Times-Tribune - 2/18/2018

Feb. 18--State Attorney General Josh Shapiro said the Lackawanna County Prison's inmate sexual abuse scandal unfolded because of an ingrained "culture" that allowed it to happen.

Prison watchdog groups say he is right.

"I think culture is the right word," said Jesse Lerner-Kinglake, communications director for Just Detention International, a Los Angeles-based inmate advocacy group that focuses on prison sexual abuse. "I think that if you want to boil it down, the essence of the problem is this: facilities that are well-run do not have a problem with sexual violence. Facilities that are poorly run do have problems with sexual abuse."

Shapiro's agents and state police charged seven current and former male prison guards with coercing female inmates into sexual encounters that date back to 2000 for at least one guard.

The attorney general said the investigation "is very much ongoing."

"Where you have this kind of pervasive culture, you have to wonder how far up the chain this goes," Shapiro said, all but promising more arrests.

The lawyer for three guards called the female inmates' claims "trumped up" and designed to win them a financial settlement from the county.
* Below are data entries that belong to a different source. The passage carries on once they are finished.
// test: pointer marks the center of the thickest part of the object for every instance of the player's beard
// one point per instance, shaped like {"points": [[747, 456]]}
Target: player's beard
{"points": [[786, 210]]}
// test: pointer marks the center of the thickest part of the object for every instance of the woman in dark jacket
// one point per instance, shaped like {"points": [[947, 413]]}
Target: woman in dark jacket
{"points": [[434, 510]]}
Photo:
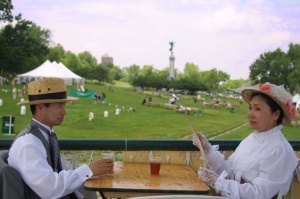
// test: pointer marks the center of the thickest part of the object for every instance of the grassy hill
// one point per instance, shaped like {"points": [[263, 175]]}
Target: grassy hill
{"points": [[147, 122]]}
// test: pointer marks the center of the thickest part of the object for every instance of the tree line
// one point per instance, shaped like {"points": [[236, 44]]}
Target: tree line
{"points": [[24, 46]]}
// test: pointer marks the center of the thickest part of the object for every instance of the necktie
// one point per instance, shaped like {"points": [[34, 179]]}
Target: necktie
{"points": [[55, 152]]}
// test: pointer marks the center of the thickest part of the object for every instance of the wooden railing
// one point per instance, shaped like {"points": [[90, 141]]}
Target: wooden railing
{"points": [[182, 151], [135, 145]]}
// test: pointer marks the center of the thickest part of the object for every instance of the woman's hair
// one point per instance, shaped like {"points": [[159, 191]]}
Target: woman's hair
{"points": [[272, 104]]}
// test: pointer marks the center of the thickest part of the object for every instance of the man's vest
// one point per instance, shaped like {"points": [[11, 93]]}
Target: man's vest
{"points": [[33, 128]]}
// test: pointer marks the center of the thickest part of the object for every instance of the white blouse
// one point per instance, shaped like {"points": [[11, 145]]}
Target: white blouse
{"points": [[261, 166], [28, 155]]}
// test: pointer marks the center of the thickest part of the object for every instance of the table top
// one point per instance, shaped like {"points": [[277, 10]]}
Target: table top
{"points": [[135, 177]]}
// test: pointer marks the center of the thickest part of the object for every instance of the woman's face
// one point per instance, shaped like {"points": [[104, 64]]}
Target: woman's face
{"points": [[260, 116]]}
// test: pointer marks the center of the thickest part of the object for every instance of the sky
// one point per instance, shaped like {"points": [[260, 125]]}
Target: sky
{"points": [[228, 35]]}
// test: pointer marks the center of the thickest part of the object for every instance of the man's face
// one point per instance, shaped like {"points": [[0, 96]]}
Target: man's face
{"points": [[54, 114]]}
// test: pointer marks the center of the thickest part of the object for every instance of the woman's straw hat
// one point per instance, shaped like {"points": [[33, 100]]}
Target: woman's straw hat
{"points": [[278, 94], [47, 90]]}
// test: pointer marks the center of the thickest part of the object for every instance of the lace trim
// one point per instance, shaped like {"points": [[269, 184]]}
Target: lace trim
{"points": [[255, 147]]}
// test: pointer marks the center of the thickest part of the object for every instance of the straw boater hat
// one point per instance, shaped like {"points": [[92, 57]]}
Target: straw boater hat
{"points": [[47, 90], [278, 94]]}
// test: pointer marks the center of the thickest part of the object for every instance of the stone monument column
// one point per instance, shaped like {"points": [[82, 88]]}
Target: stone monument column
{"points": [[172, 62], [172, 67]]}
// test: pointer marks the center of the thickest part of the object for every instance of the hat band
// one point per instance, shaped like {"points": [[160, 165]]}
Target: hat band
{"points": [[59, 95]]}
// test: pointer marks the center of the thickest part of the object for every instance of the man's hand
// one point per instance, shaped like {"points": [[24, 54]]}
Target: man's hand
{"points": [[103, 166], [204, 142]]}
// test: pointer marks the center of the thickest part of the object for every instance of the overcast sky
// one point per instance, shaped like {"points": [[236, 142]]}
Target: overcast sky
{"points": [[228, 35]]}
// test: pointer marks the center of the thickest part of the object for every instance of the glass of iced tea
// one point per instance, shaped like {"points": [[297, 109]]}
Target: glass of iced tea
{"points": [[155, 165]]}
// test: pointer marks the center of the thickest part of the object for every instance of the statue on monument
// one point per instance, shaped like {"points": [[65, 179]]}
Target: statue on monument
{"points": [[172, 45]]}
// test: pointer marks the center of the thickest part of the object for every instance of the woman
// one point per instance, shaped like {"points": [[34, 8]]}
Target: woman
{"points": [[264, 162]]}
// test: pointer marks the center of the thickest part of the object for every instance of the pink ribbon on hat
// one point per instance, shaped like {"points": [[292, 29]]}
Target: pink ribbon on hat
{"points": [[264, 87], [291, 108]]}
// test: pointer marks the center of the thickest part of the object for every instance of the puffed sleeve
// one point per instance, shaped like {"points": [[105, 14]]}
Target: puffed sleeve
{"points": [[274, 174]]}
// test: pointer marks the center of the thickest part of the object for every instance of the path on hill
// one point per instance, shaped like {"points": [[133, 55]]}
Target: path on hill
{"points": [[225, 133]]}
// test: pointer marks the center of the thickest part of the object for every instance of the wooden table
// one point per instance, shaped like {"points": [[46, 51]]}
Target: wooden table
{"points": [[134, 179]]}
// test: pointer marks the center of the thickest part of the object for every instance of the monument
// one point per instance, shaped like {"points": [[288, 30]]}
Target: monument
{"points": [[172, 62]]}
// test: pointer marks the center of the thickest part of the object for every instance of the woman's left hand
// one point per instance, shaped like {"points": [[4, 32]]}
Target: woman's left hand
{"points": [[207, 176]]}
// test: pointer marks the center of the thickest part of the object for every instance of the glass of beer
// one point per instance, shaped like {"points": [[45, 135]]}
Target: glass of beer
{"points": [[155, 165]]}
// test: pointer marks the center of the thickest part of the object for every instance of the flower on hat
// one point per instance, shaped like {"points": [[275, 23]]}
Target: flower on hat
{"points": [[291, 108], [266, 88]]}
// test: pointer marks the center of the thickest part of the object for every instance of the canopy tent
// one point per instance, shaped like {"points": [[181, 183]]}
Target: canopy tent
{"points": [[51, 69], [296, 101]]}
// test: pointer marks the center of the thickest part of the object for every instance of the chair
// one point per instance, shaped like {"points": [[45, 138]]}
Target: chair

He and other lawyers said they plan to contest the charges and their clients look forward to their day in court.

The guards charged are George T. McHale, James J. Walsh, Jeffrey T. Staff, Paul J. Voglino, George R. Efthimiou and Mark A. Johnson. Former guard John J. Shnipes Jr., a former Archbald councilman, is also charged. The seven posted bail and are free; their preliminary hearings are set for 11:15 a.m.Feb. 23.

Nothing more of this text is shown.